宴開不久,便是有舞姬進來,這舞姬還是先帝手裏的,先帝素來喜愛這些,遂從他手裏出來的舞姬各個曼妙絕麗,動作起來腰肢柔軟瞬間就将滿殿的眼神都吸引過去,一時間殿裏便是鼓樂齊鳴酒香四溢,鸾歌鳳舞裏穆清也擡頭看場裏的舞姬。
一曲既罷,穆清眼神晶亮,大聲道一句“好。”便自己鼓起掌來,因了鼓樂還未完全停下她那一聲還不太明顯,皇帝看她一眼,穆清驀地如夢方醒立時将手壓在桌下低着腦袋狀若無事。
她方才舉動,将周圍後妃奴才們驚的險些叫出聲來,這樣一個場合一個後妃怎能這樣失禮,因了皇上沒出聲周圍的人便也斂聲靜氣的沒有言語,幸得那方也有人開始叫好,穆清這一舉動才被掩過去。
好半晌過去,穆清擡頭,正好對上唯祯的笑眼,看他端起酒杯淩空朝她方向一推,穆清垂下眼睛沒有動作,再沒有将頭擡起來。
舞姬過後,殿中央便開始相角,有那東瀛來的屬臣站在殿裏躍躍欲試要同我朝的的大臣一起相角,還叫皇帝下來,皇帝坐在上首沒有動彈只噙了一點笑意看着廳裏。這當時殿裏就開始亂了起來,廳裏一些人在相角,還有一些在助威,也有不少人上前同皇帝敬酒,殿裏再熱鬧,穆清是再沒有關注過。
卻是忽然,但聽清脆一響,穆清離的皇帝近,瞬間擡頭,最上首皇帝還安定坐在案後,案前唯祯嘴角帶血腳下一晃便從臺階上退下來,原本喧鬧的廳裏瞬間安靜下來,連那些圍在一起相角的都維持了個互相鎖絆的姿勢愣住了。
當朝皇帝将大理國屬臣當衆打了一巴掌,聲音清脆無比,打的大理國屬臣嘴角出血險些要站不穩。

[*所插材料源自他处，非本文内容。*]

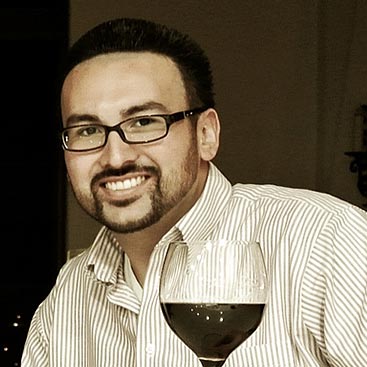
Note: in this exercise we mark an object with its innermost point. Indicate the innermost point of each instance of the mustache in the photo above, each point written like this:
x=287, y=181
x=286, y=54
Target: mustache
x=128, y=168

衆人不知其故,只是宴會裏瞬間安靜可聞落針,那被打的人毫不在意抹了嘴角的血從上面退了下來,最上首的皇帝也是表情若常,仿佛方才那一幕是個錯覺,“衆位吃好喝好盡情玩兒好。”皇帝道一句,鼓樂重新開始奏起來,殿裏半天才恢複如常。
嚴五兒站在旁邊将一切看得清楚,方才那前太子從剛一坐下便不着痕跡看靜妃,靜妃當衆拍手叫好後雖然沒有多少人注意可到底還是有人聽見了,坐唯祯旁邊的人也看見了靜妃舉動,便低聲同唯祯調笑了幾句,嚴五兒隐隐聽見那唯祯說了句皇帝靜妃是個妙人雲雲,後唯祯上前敬酒,皇上沒喝酒,出其不意揮手将唯祯打了個後退。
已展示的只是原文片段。